I Don’t See You As Black

White woman with white blindfold

I Don’t See You As Black

What do we mean when we say these odd things? — Part 2 of 2

In my last post I wrote about what it might mean when White people say “I don’t see color.”

In this post I want to talk about another thing we often say and give you some examples of how Black folks might respond.

I don’t see you as Black

There’s only one interpretation I can think of for that statement:

I believe the negative stereotypes about Black people, but you’re not like them. You don’t act the way I expect Black people to act. You’re an exception.

I wouldn’t even know where to go from there. It’s just bad. Try not to say it.

Following are conversations I heard in three different workshops on racial healing. I always took detailed notes and sometimes made recordings, so the dialogue is reproduced here fairly accurately.

Conversation #1

A White woman gave a long speech about how she was free of all prejudice. Then she looked at a Black woman and said, “For example, I don’t see you as Black.”

“What do you see me as?” asked the Black woman.

“I just see you as Lakisha.”

“And if you had to describe my physical appearance, what would you say?”

“Well,” said the White woman, “I’d say you were medium height, middle-age, with very curly hair.”

“You wouldn’t mention my brown skin?” asked Lakisha.

“Heavens no!”

“Why not?”

“Because that would mean you were . . . “ And that’s where she stopped talking.

Lakisha finally said, “If you don’t see me as Black, then you don’t see me at all.”

Conversation #2

White woman: “I don’t like all this emphasis on differences. We’ll never get past racism if we put so much focus on that. We should be talking about all the ways we’re the same.” Then, looking at the Black woman seated next to her, she said, “You and I are more alike than different. When I look at you, I see another human being. I don’t see you as Black.”
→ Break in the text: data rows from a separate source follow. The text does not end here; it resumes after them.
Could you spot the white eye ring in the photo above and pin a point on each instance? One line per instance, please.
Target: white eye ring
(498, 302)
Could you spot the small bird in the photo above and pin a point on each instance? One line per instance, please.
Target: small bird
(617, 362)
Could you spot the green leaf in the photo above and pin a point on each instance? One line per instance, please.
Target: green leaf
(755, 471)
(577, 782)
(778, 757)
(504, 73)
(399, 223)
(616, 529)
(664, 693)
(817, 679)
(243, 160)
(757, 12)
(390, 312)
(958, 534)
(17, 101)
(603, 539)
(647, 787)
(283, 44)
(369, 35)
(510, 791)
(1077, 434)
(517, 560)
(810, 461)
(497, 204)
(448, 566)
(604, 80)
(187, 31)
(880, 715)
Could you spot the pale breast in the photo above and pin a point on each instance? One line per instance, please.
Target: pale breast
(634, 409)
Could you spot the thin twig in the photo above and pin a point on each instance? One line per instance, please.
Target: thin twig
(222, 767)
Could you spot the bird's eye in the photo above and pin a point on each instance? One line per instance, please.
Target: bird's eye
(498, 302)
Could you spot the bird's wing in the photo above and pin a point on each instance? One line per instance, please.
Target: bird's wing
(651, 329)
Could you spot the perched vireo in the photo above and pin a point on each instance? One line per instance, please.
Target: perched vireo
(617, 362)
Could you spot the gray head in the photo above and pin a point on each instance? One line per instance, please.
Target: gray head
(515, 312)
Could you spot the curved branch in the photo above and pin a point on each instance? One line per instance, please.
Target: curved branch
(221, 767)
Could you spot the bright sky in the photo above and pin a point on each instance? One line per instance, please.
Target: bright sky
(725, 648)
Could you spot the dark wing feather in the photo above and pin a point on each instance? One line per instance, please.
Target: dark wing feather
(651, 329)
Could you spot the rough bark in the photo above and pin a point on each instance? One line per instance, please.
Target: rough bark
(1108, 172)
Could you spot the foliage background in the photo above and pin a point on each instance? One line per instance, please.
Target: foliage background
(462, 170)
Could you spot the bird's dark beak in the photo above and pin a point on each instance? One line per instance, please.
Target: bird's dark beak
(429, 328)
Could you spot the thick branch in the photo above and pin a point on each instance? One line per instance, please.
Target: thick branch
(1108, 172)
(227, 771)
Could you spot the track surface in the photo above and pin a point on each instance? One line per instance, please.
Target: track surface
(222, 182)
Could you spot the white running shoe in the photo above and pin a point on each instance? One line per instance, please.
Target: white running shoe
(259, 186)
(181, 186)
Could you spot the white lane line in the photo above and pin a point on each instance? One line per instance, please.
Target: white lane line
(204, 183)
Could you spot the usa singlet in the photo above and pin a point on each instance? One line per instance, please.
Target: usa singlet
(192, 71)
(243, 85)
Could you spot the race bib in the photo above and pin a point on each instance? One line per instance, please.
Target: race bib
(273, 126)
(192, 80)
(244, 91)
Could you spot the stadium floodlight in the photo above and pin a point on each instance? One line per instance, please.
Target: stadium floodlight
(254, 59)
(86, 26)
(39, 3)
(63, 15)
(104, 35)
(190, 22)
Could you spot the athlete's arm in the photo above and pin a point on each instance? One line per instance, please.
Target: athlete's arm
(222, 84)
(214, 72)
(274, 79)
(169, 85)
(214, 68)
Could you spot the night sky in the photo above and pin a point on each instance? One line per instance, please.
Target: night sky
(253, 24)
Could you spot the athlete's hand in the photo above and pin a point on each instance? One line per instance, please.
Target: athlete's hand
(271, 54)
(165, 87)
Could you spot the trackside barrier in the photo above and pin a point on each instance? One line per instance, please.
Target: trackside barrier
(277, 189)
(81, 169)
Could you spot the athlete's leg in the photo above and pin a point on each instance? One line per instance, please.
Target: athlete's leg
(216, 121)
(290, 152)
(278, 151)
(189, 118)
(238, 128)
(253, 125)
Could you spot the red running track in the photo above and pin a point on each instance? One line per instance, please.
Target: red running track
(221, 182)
Black woman: “What do you mean by that?”

White woman: “Just what I said — you and I are alike.”

Black woman: “You mean I’m like you?”

Ww: “Yes! Exactly!”

Bw: “So how do I get other White people to treat me the same way they treat you?”

Ww: “Well . . . it’s just that . . . “

Bw: “Or do you mean you’re like me?

Ww: “Not that so much . . . “

Bw: “Why not? Why doesn’t it work both ways?”

And that’s where the conversation ended, because the White woman started crying.

Conversation #3

Susan, who’s White, said to Alan, whom she’s known for many years, “To me, you’re just my friend Alan. I forget that you’re Black all the time.”

Alan said, “What about all these incidents we just been discussing — things that happen to me on a daily basis because I’m Black. Do you forget that too?”

“Oh no, of course I don’t,” said Susan.

“Why do you think I experience racism constantly?” he asked.

“Well, because you’re Black,” she answered. Then, “Okay, I get your point. I guess I can see you as Black, but I don’t have to like it.”

“I love being Black,” said Alan.

End of conversation.

Do you see how problematic this is? No matter how we spin it, if we who are White aren’t able to see Black people in their full reality — not only the beauty of their color, but also their experiences — then we’re useless as allies. If we claim we want to do the work of dismantling racist systems and building just communities, we have to see everything.

Does “I don’t see you as White” mean the same thing?

In 1968, during my sophomore year in college, I had a Black roommate. She was from the South Side of Chicago and had been active in the Civil Rights Movement there. She and her friends held a Black Sisters gathering regularly in our dorm room to talk about the changes they wanted to see on campus and how they would go about making their demands.

I came from a 99.98% white suburb of Chicago, and I heard things in that dorm room I’d never heard before. Often they were angry. They talked about Black Power and used unfamiliar words for White people. The first time this happened, I sat on the floor in the corner (my bed, desk, and chair were occupied by Black women) and tried not to look shocked.

During the second Black Sisters gathering, I asked, “Would you be more comfortable if I left the room? I can go study in the lounge.”

One student asked, “Are you uncomfortable with us?”

I said, “No, but I don’t know how you feel about having a White person listening to everything you’re saying.”

“You stay here,” she said. “We don’t think of you as White.”

I was not insulted; I was grateful. The education I received sitting with those powerful young women has served me throughout my life. Some of the things they said were really difficult to hear, so I got to practice facing my fragility. When I said something stupid — which happened quite often — one of them would say, “Well that was stupid.” If I talked too much, they told me to shut up and listen. It was a tough start to my race education, but I wouldn’t change anything. They were among my first teachers and I honor them.

I would love to hear about your experiences. Have you said dumb things in a conversation about race? What happened? What did you learn?